Equality of Borel Measures on Open Sets – General Topology and Measure Theory

general-topologymeasure-theory

Let $X$ be a topological space and let $\mathcal{B}(X)$ be its Borel $\sigma$-algebra. That is, $\mathcal{B}(X)$ is the smallest $\sigma$-algebra on $X$ containing all the open sets. Let $\mu, \eta : \mathcal{B}(X) \to [0,\infty]$ be two Borel measures.

Question: If $\mu(U) = \eta(U)$ for all open sets $U \subset X$, does it necessarily follow that $\mu = \eta$?
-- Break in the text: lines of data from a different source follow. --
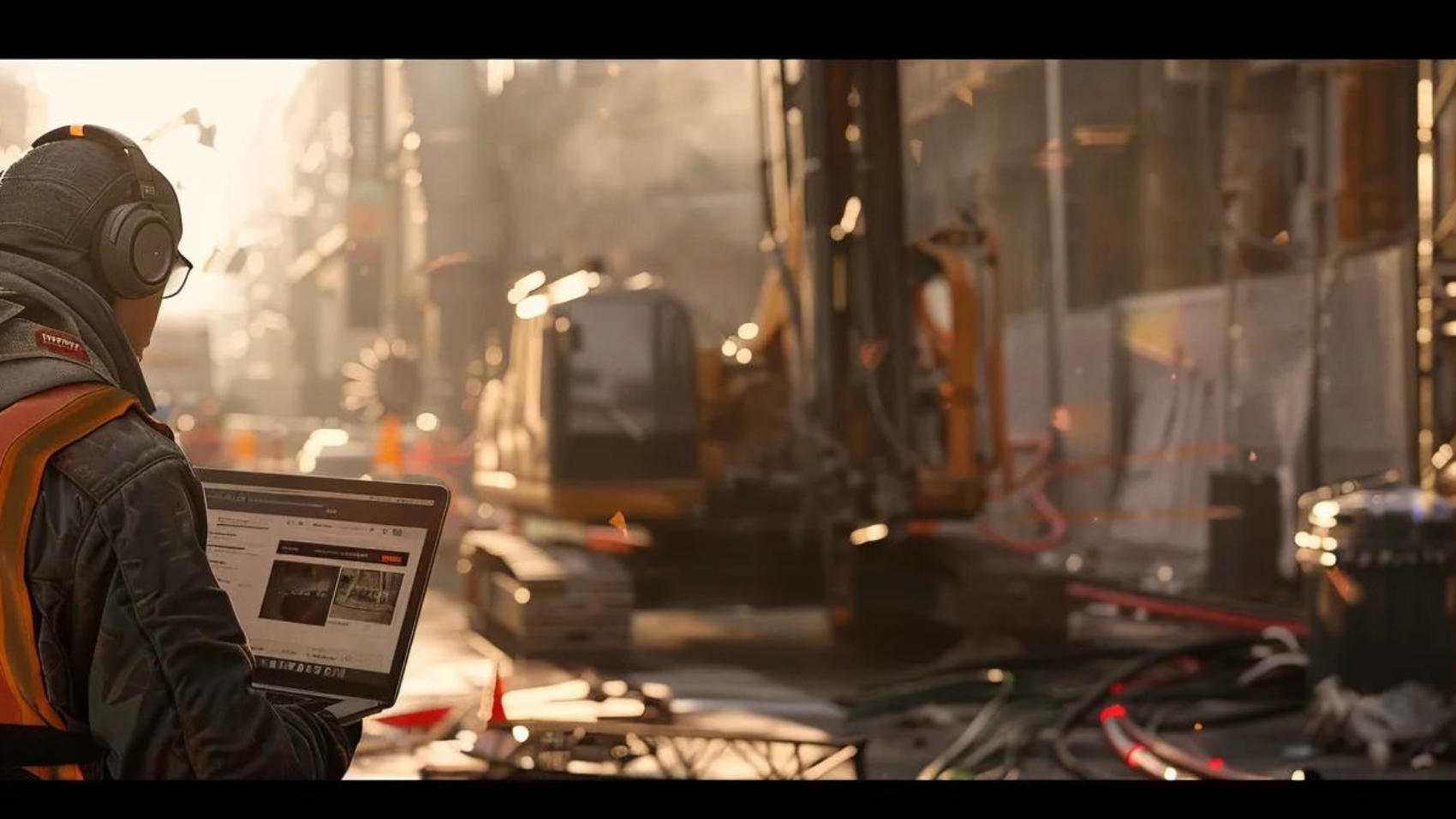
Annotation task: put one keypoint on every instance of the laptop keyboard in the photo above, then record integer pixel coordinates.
(307, 702)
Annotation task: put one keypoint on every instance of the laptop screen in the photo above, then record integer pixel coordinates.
(326, 576)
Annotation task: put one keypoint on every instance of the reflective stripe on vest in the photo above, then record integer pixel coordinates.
(31, 432)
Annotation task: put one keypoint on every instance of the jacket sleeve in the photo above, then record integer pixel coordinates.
(170, 692)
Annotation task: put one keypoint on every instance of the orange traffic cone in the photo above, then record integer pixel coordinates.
(497, 710)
I suspect that the answer is "no". Obviously it would suffice to prove

$\{ S : \mu(S)=\eta(S)\}$ is a $\sigma$-algebra,

but I don't see why this should hold. In general, the sets where two measures agree does not seem to be a $\sigma$-algebra. For example, consider two trivial measures on $2^X$, one which assigns zero measure to all sets, one which assigns infinite measure to all nonempty sets. They agree only on the empty set which is not a $\sigma$-algebra.

Best Answer

Your guess is correct : the answer is "No" in general;

For example, let $\mu_1$ be the counting measure on $\mathbb R$, and let $\mu_2$ be the measure defined by $\mu_2(\emptyset)=0$ and $\mu_2(A)=\infty$ if $A\neq\emptyset$.

On the other hand, if the space $X$ is the union of an increasing sequence of open sets on which the two measures are finite, the the answer is "Yes". This follows from the monotone class theorem.